É necessário mantermos a coerência e o caráter de luta do PSOL e nos posicionarmos como oposição de esquerda ao governo Lula/Alckmin, inclusive apresentando uma candidatura psolista para a disputa pela presidência da Câmara dos Deputados, contra o candidato governista/bolsonarista.

O fracasso desse governo, sob a perspectiva do atendimento das demandas da classe trabalhadora, poderá voltar a fortalecer o bolsonarismo e a ultra direita. É necessário reafirmar o PSOL como partido alternativo de esquerda, que não se vende aos interesses patronais, que não entra no jogo sujo da politicagem do Planalto Central. Voltar a ser o partido radical, que não aceita ser puxadinho do PT, dos tucanos, nem dos bolsonaristas. Voltar a empolgar os corações e mentes revolucionárias.

“Massacre do Pinheirinho completa 10 anos.

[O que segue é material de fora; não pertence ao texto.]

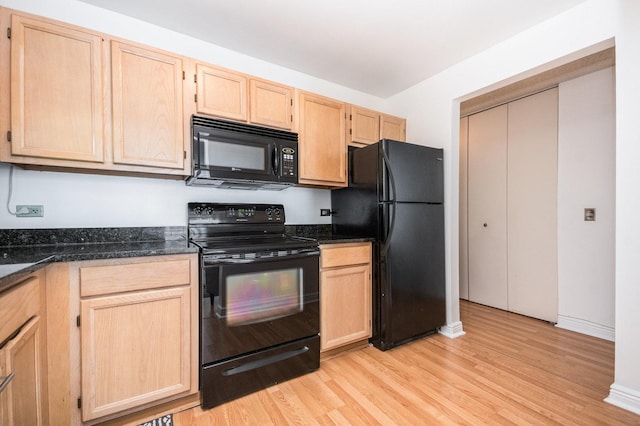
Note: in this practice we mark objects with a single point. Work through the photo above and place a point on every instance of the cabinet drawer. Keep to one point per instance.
(333, 255)
(18, 305)
(118, 278)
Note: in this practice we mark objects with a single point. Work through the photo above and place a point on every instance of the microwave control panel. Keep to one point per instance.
(288, 157)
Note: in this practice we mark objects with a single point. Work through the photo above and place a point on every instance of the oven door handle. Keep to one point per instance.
(252, 365)
(236, 261)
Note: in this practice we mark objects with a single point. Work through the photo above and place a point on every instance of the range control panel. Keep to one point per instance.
(217, 213)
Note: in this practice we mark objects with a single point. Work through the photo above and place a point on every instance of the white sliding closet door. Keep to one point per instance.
(487, 207)
(532, 188)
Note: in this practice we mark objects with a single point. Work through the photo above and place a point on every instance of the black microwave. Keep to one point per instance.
(227, 154)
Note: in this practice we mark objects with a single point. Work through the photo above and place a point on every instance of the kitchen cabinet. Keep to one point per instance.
(147, 104)
(228, 94)
(365, 126)
(392, 127)
(345, 294)
(512, 206)
(57, 109)
(270, 104)
(368, 126)
(138, 332)
(23, 354)
(322, 148)
(110, 105)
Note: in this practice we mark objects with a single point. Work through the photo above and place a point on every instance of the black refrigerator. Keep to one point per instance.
(395, 196)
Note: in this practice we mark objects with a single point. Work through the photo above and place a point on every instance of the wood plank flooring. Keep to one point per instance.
(508, 369)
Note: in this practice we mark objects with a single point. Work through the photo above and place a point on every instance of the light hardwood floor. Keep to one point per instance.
(507, 369)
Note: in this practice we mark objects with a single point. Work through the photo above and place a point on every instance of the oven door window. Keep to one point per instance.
(255, 304)
(260, 296)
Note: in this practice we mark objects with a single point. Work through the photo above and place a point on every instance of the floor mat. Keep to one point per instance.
(160, 421)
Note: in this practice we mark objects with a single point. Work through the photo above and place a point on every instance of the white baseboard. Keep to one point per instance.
(586, 327)
(452, 330)
(624, 397)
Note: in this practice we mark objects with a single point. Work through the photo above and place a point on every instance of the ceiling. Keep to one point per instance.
(379, 47)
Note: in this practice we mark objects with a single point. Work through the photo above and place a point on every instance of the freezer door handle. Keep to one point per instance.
(388, 209)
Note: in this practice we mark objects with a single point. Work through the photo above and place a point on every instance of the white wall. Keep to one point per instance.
(586, 179)
(432, 108)
(80, 200)
(84, 201)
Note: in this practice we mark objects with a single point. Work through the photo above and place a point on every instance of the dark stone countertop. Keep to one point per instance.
(323, 234)
(23, 251)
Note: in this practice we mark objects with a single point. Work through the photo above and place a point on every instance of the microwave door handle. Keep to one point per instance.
(275, 160)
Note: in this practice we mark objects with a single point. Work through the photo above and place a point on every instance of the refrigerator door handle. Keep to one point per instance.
(392, 205)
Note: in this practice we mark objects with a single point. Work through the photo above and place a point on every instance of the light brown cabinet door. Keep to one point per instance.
(21, 401)
(56, 91)
(393, 128)
(221, 93)
(322, 145)
(365, 126)
(136, 348)
(345, 305)
(147, 96)
(532, 205)
(487, 204)
(270, 104)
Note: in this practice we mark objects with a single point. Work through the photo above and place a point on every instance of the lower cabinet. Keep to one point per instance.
(122, 339)
(345, 294)
(23, 381)
(138, 333)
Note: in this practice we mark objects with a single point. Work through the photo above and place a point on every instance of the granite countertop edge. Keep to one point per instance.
(16, 262)
(29, 250)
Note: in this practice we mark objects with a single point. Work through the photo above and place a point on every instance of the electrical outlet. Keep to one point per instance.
(29, 210)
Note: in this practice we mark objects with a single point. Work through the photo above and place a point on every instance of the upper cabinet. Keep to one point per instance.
(228, 94)
(393, 128)
(148, 119)
(82, 100)
(322, 148)
(368, 126)
(56, 91)
(271, 104)
(364, 126)
(221, 93)
(76, 99)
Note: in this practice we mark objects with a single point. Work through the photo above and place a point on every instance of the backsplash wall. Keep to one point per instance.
(74, 200)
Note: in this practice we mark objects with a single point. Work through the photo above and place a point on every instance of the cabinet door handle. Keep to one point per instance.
(5, 381)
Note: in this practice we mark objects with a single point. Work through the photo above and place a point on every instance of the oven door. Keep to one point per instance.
(253, 303)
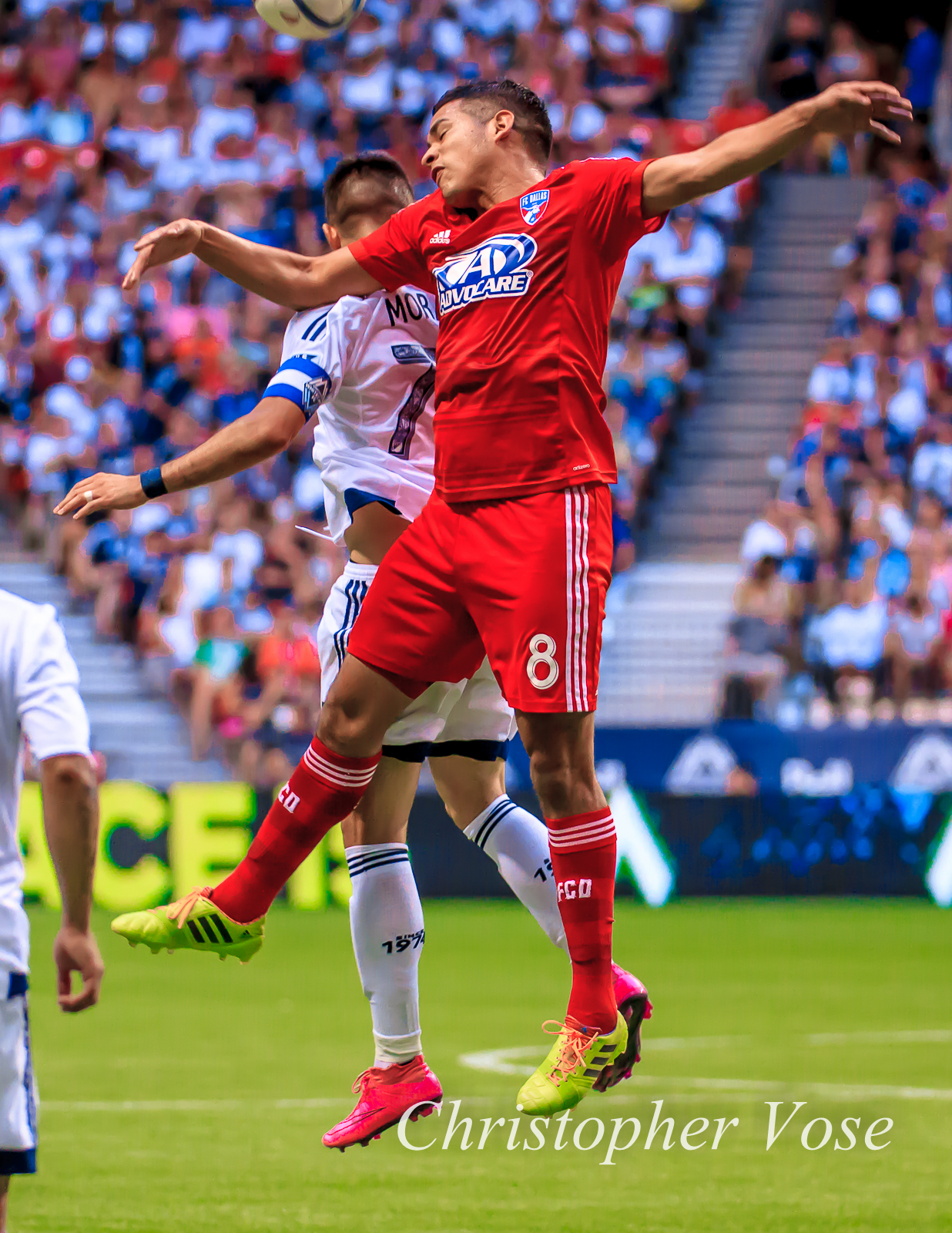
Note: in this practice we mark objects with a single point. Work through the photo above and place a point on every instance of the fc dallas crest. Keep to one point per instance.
(533, 205)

Não esqueceremos!” Esse foi o título de uma nota pública divulgada em janeiro/2022, e assinada por várias correntes do PSOL (LS, AS, MES, Resistência, Insurgência, CST, Conspiração Socialista, Fortalecer, Revolução Solidária), pelo mandato de Ivan Valente (e outros), além de centrais sindicais, sindicatos de base, associações, coletivos, imprensa, movimentos de luta por terra e moradia, movimentos e coletivos de mulheres e juventude, artistas, povos indígenas, e outros.

Passados onze meses do ato público em memória aos 10 anos da violenta desocupação do Pinheirinho, nós continuamos a repetir: “Não esqueceremos!!!” E vamos lutar para que o PSOL também não esqueça, pois parece que o tempo tratou de apagar, na memória de alguns, a violência com a qual os governos burgueses, travestidos ou não de “vermelho”, tratam a classe trabalhadora. Ou pior: o passar do tempo não os fez esquecer, mas tratou de acomodar a antiga rebeldia anticapitalista no colo corrupto do regime da democracia-burguesa.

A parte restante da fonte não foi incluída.